Note! When one has very skewed data, it is better to use the median as measure of central tendency since the median is not much affected by extreme values.

Learning Outcomes

  • Recognize, describe, and calculate the measures of the center of data: mean, median, and mode.

By now, everyone should know how to calculate mean, median and mode. They each give us a measure of Central Tendency (i.e. where the center of our data falls), but often give different answers. So how do we know when to use each? Here are some general rules:

  1.  Mean is the most frequently used measure of central tendency and generally considered the best measure of it. However, there are some situations where either median or mode are preferred.
  2. Median is the preferred measure of central tendency when:
    1.  There are a few extreme scores in the distribution of the data. (NOTE: Remember that a single outlier can have a great effect on the mean). b.
    2. There are some missing or undetermined values in your data. c.
    3. There is an open ended distribution (For example, if you have a data field which measures number of children and your options are [latex]0[/latex], [latex]1[/latex], [latex]2[/latex], [latex]3[/latex], [latex]4[/latex], [latex]5[/latex] or “[latex]6[/latex] or more,” than the “[latex]6[/latex] or more field” is open ended and makes calculating the mean impossible, since we do not know exact values for this field).
    4. You have data measured on an ordinal scale.
  3. Mode is the preferred measure when data are measured in a nominal ( and even sometimes ordinal) scale.

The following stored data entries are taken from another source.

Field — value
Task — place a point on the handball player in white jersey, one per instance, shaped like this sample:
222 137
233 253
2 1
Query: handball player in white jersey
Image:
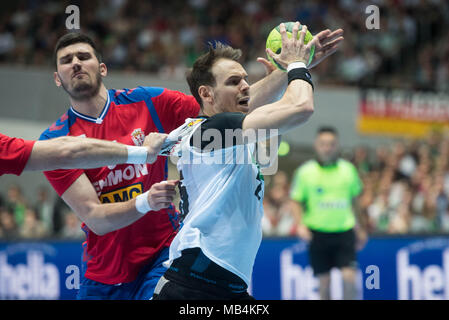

Which measure of central tendency would be a better choice to use if a data set has some extreme values Why?

What is the most appropriate measure of central tendency when the data has outliers? The median is usually preferred in these situations because the value of the mean can be distorted by the outliers.

What is the best measure of central tendency for this data set?

Skewed Distributions and the Mean and Median However, in this situation, the mean is widely preferred as the best measure of central tendency because it is the measure that includes all the values in the data set for its calculation, and any change in any of the scores will affect the value of the mean.

Which central tendency is affected by extreme values?

The mean is the measure of central tendency most likely to be affected by an extreme value. Mean is the only measure of central tendency which depends on all the values as it is derived from the sum of the values divided by the number of observations.

What is the best central tendency to use?

Mean is the most frequently used measure of central tendency and generally considered the best measure of it. However, there are some situations where either median or mode are preferred. Median is the preferred measure of central tendency when: There are a few extreme scores in the distribution of the data.